Optimism is the ability to look at the bright side of things- to see the glass as half full rather than half empty. Optimism leads to a more enthusiastic and energetic engagement with all that we do and in this lesson we will look at what we mean by optimism and how we can exercise it at the workplace.
- Being optimistic: Optimism can be both future directed as well as guided by the past. Our brain uses the same region to think about the future as it does for remembering the past. Thus, the way you think about your past influences the way you think about your future. While optimism is this generalised expectancy that good things will happen in the future, say at the workplace; it is build up by how we explain the good/bad things that have happened to us in the past. Someone with an optimistic explanatory style will explain a good event like promotion as due to stable and global internal qualities like working hard or being knowledgeable; while avoid explaining negative events like a customer loss in terms of global and stable internal qualities , like not being good at sales. This means failures are temporary and not reflective of global internal deficiencies and can be overcome. This leads to more resilience, energy and commitment to one’s work, in the face of obstacles which are inevitable.
- Being hopeful: Similarly, hope is more than wishful thinking. It comprises of three parts- goals, will and pathways. First you can only be hopeful about something if you have it clearly defined in form of a cherished outcome or a goal. Secondly, being hopeful entails having the confidence in one’s ability to execute the task and achieve the goal. Lastly, obstacles and difficulties are inevitable, so if you are really hopeful instead of giving up on first obstacle, you will figure out early on what all obstacle may happen and have alternate plans A , B and C. One setback is not the end of the world and there are multiple pathways to success.

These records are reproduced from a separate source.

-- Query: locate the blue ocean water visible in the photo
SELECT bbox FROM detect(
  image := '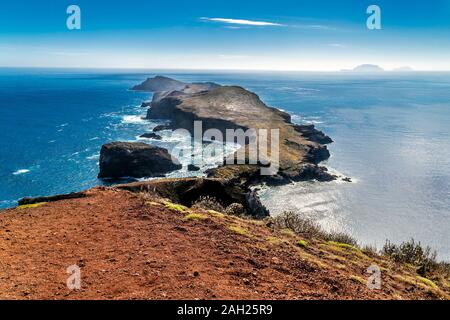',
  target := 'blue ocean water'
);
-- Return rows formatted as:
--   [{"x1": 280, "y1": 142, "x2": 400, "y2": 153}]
[{"x1": 0, "y1": 69, "x2": 450, "y2": 260}]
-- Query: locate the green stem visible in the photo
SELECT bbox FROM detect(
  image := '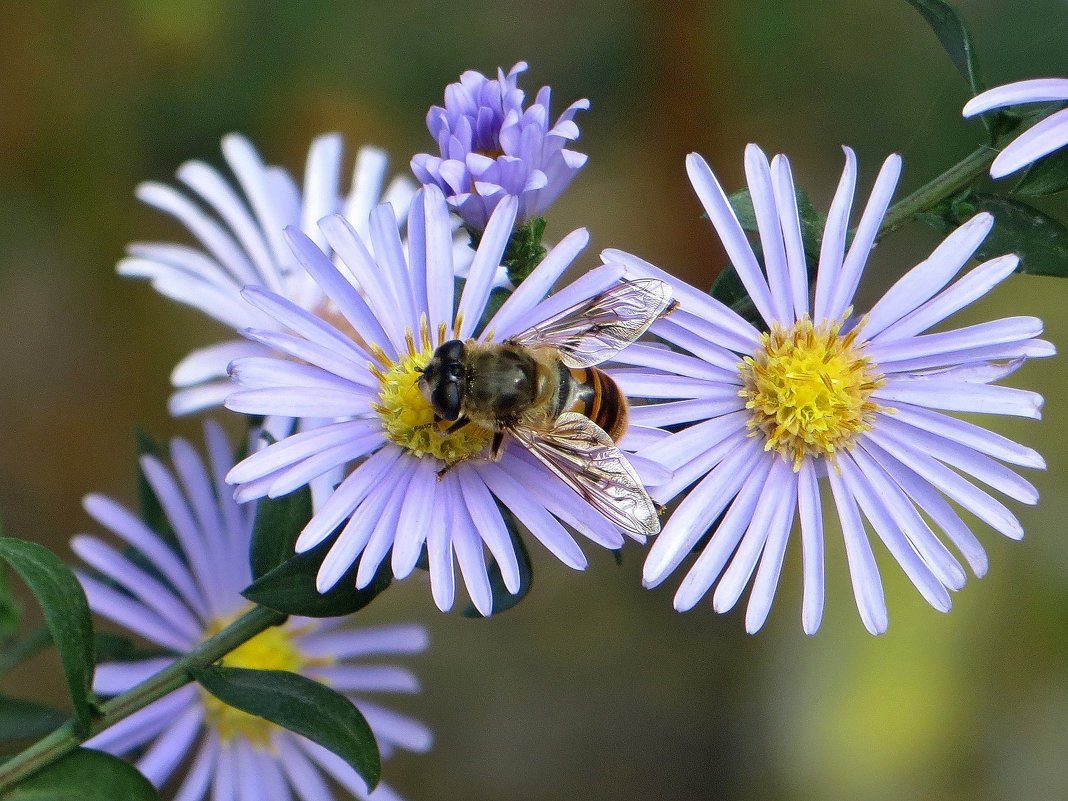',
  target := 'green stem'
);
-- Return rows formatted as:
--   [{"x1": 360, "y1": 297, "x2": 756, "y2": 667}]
[
  {"x1": 879, "y1": 144, "x2": 998, "y2": 239},
  {"x1": 0, "y1": 607, "x2": 286, "y2": 792}
]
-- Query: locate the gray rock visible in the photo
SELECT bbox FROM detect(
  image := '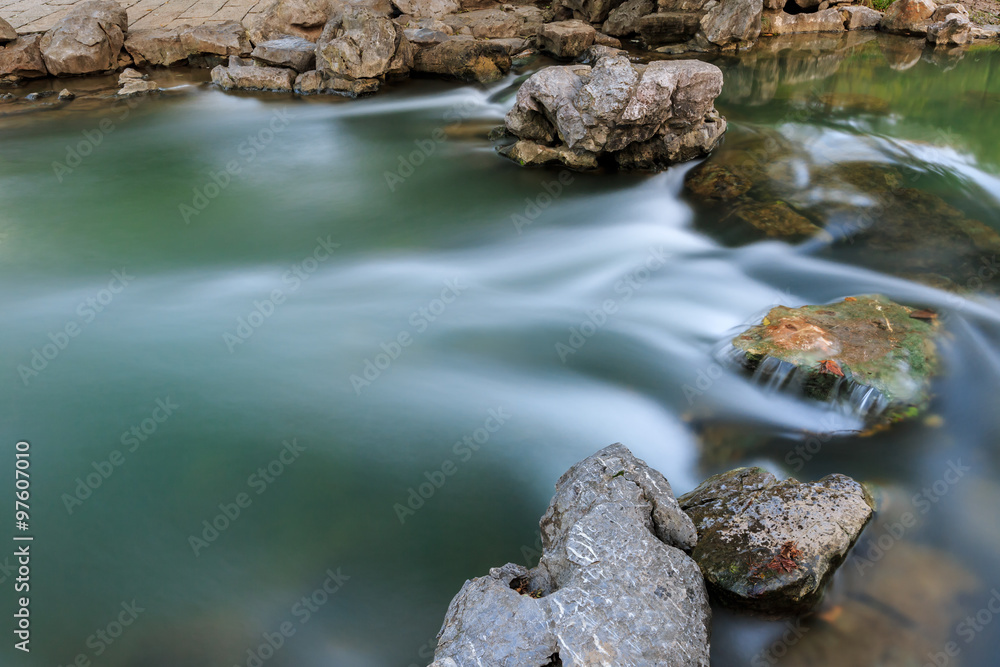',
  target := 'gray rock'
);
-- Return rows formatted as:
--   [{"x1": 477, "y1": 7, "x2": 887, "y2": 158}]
[
  {"x1": 602, "y1": 0, "x2": 656, "y2": 37},
  {"x1": 0, "y1": 35, "x2": 49, "y2": 83},
  {"x1": 501, "y1": 53, "x2": 726, "y2": 169},
  {"x1": 316, "y1": 8, "x2": 413, "y2": 79},
  {"x1": 250, "y1": 37, "x2": 316, "y2": 72},
  {"x1": 413, "y1": 39, "x2": 511, "y2": 83},
  {"x1": 679, "y1": 468, "x2": 874, "y2": 615},
  {"x1": 180, "y1": 21, "x2": 253, "y2": 56},
  {"x1": 538, "y1": 20, "x2": 597, "y2": 58},
  {"x1": 212, "y1": 62, "x2": 295, "y2": 92},
  {"x1": 0, "y1": 18, "x2": 17, "y2": 44},
  {"x1": 432, "y1": 445, "x2": 711, "y2": 667},
  {"x1": 125, "y1": 28, "x2": 188, "y2": 67},
  {"x1": 39, "y1": 0, "x2": 128, "y2": 76}
]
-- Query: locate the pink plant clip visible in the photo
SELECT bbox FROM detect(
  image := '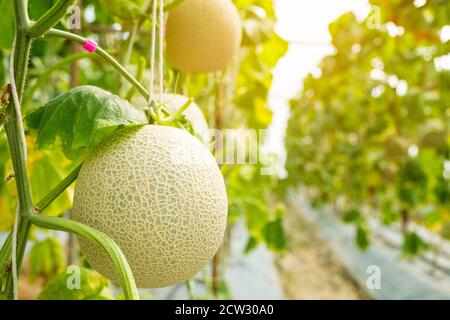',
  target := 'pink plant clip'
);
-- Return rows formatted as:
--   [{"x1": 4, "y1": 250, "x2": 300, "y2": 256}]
[{"x1": 83, "y1": 39, "x2": 97, "y2": 52}]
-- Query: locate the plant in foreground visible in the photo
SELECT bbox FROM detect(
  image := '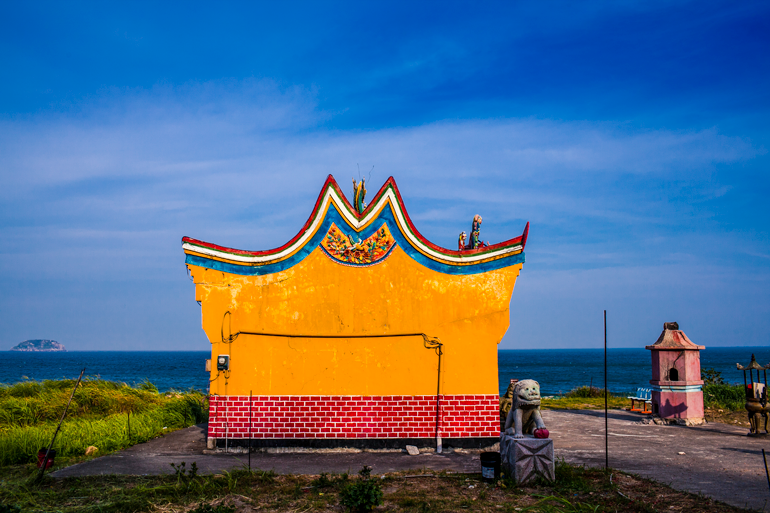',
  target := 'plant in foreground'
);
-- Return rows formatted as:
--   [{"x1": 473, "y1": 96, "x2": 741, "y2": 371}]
[
  {"x1": 340, "y1": 465, "x2": 383, "y2": 511},
  {"x1": 190, "y1": 502, "x2": 235, "y2": 513}
]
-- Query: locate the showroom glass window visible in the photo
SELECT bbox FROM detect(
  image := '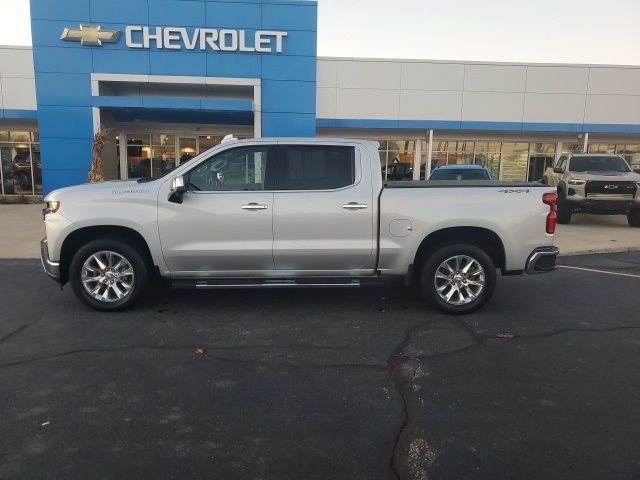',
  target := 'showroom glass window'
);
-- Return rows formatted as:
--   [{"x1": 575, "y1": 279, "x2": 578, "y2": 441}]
[
  {"x1": 378, "y1": 140, "x2": 416, "y2": 180},
  {"x1": 0, "y1": 130, "x2": 42, "y2": 195},
  {"x1": 188, "y1": 146, "x2": 269, "y2": 192},
  {"x1": 527, "y1": 143, "x2": 557, "y2": 182},
  {"x1": 127, "y1": 133, "x2": 176, "y2": 178},
  {"x1": 275, "y1": 145, "x2": 356, "y2": 190}
]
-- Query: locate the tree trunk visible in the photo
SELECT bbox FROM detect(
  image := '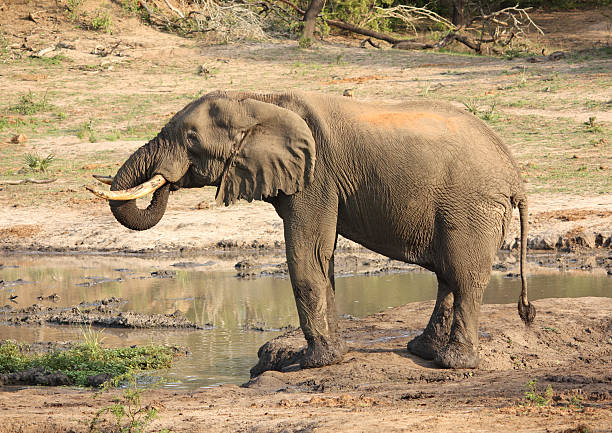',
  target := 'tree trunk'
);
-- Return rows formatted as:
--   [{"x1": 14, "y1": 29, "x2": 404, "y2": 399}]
[
  {"x1": 453, "y1": 0, "x2": 465, "y2": 27},
  {"x1": 301, "y1": 0, "x2": 325, "y2": 40}
]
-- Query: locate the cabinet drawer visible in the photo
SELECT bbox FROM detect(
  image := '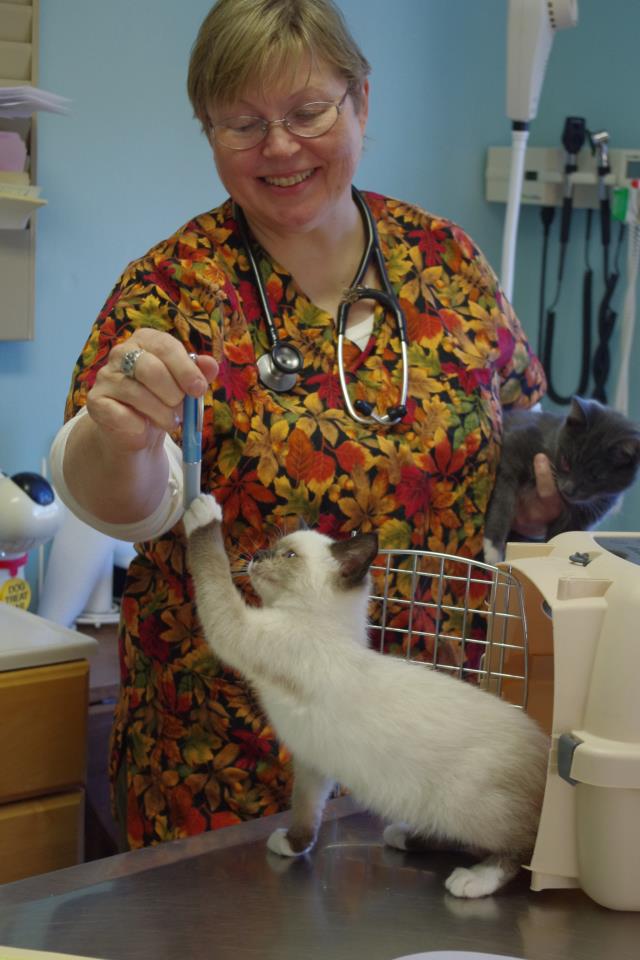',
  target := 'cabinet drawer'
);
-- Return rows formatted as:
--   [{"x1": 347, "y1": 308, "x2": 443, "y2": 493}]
[
  {"x1": 0, "y1": 660, "x2": 89, "y2": 803},
  {"x1": 0, "y1": 790, "x2": 84, "y2": 883}
]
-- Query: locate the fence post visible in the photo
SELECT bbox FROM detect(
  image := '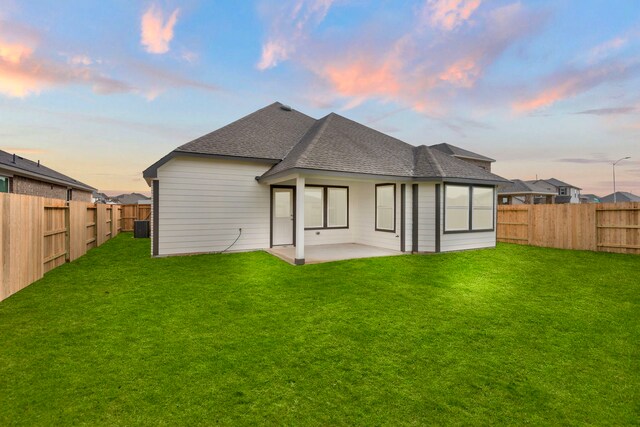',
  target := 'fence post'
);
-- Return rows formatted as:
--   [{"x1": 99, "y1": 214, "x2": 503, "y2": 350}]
[
  {"x1": 64, "y1": 201, "x2": 71, "y2": 262},
  {"x1": 527, "y1": 205, "x2": 533, "y2": 245}
]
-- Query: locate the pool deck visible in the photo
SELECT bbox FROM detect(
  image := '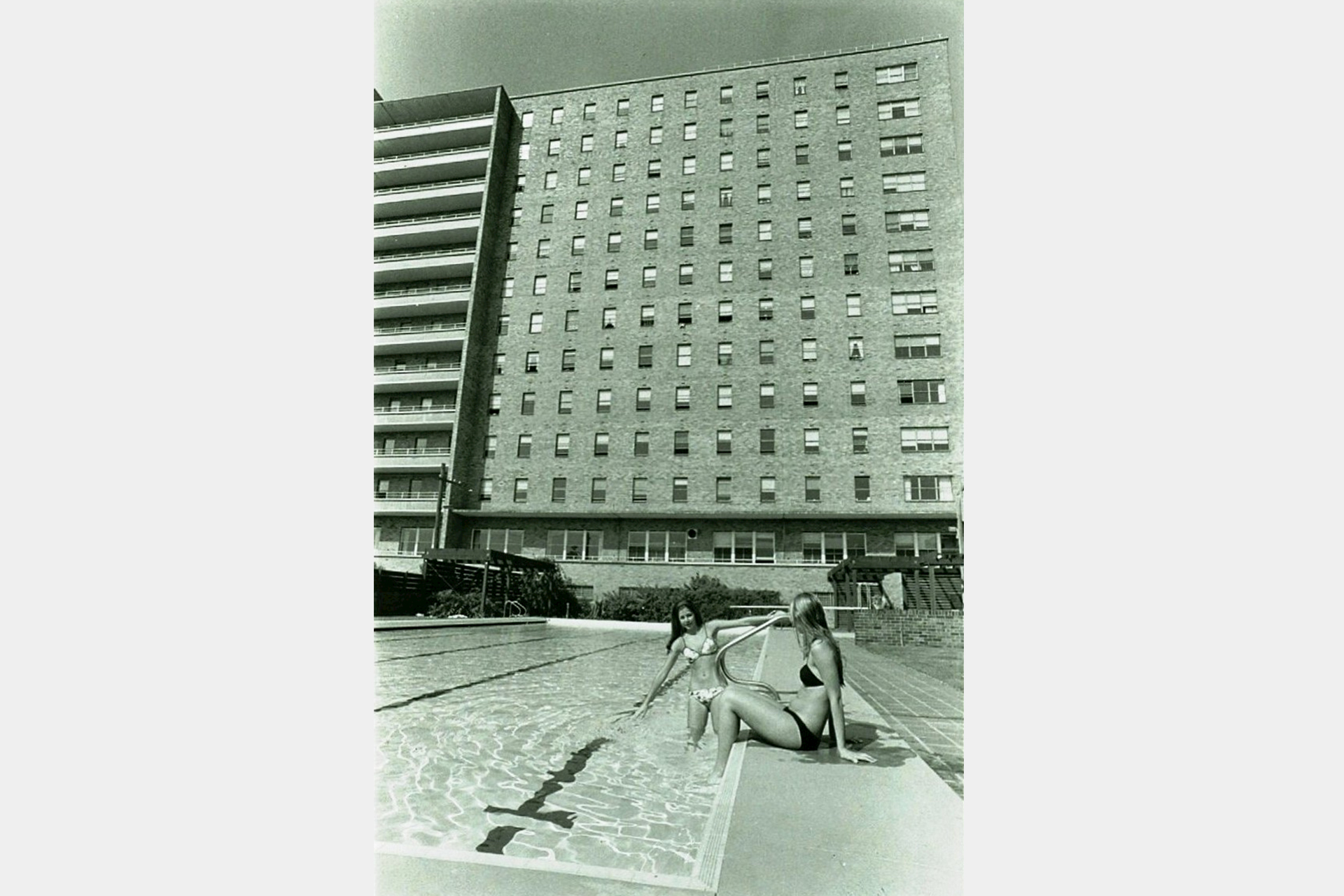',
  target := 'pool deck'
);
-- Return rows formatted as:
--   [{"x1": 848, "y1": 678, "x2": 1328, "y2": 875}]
[{"x1": 377, "y1": 620, "x2": 964, "y2": 896}]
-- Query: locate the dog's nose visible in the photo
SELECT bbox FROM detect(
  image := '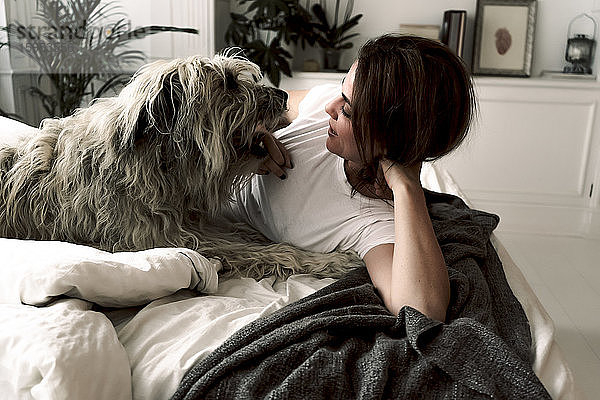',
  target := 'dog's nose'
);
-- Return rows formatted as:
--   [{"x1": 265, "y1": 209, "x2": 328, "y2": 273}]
[{"x1": 275, "y1": 88, "x2": 289, "y2": 103}]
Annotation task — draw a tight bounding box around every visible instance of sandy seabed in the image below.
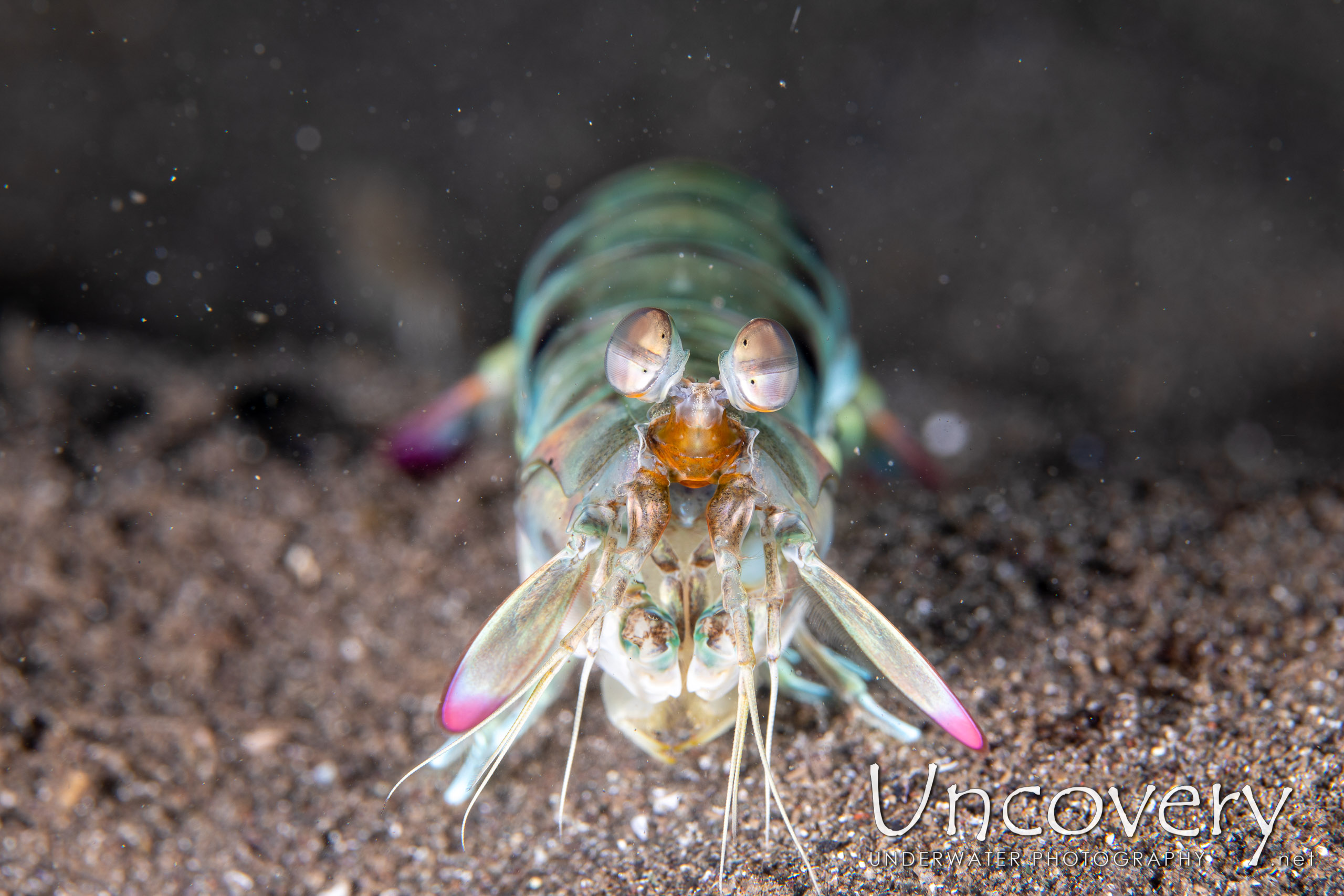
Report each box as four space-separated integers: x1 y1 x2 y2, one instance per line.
0 326 1344 896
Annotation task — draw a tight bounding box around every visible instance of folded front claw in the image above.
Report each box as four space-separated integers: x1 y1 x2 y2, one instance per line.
777 517 985 750
383 340 518 476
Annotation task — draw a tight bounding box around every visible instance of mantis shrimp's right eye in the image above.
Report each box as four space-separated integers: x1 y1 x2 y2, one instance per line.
606 308 688 403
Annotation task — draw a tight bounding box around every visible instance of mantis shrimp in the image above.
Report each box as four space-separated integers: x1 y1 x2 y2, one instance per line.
388 160 984 889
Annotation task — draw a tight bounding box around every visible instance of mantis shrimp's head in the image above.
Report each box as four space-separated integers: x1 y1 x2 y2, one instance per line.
606 308 799 488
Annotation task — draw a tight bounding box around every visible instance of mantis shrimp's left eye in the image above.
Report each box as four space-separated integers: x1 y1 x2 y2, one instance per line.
606 308 688 403
719 317 799 411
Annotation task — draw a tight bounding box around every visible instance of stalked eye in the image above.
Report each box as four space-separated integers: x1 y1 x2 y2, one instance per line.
606 308 688 403
719 317 799 411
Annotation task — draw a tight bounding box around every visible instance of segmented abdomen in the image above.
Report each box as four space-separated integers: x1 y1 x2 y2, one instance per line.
513 161 857 458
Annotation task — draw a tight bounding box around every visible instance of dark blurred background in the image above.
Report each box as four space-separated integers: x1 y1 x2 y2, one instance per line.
0 0 1344 471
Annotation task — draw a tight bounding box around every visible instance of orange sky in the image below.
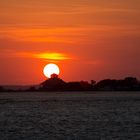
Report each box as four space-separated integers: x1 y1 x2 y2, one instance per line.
0 0 140 85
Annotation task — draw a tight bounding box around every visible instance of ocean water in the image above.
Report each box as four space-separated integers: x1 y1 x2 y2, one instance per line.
0 92 140 140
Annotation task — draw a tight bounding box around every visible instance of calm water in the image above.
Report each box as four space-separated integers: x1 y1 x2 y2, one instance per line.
0 92 140 140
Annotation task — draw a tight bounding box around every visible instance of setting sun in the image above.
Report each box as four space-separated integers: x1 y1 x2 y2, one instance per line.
43 64 60 78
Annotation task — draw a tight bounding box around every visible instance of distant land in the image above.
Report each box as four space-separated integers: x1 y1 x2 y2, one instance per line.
0 74 140 92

- Boosting optimism: One quick way to boost optimism, is to imagine yourself transported by a time machine 5 yrs in the future. In this future, everything has turned out exactly as you wanted, you have worked hard but have been able to achieve all your dreams and wishes; now write for 15 minutes about what you imagined and how a typical day at work looks like. This ‘best possible future self’ exercise has been shown to reliably boost optimism and happiness. So go Visualize. If you can see it, you can be it!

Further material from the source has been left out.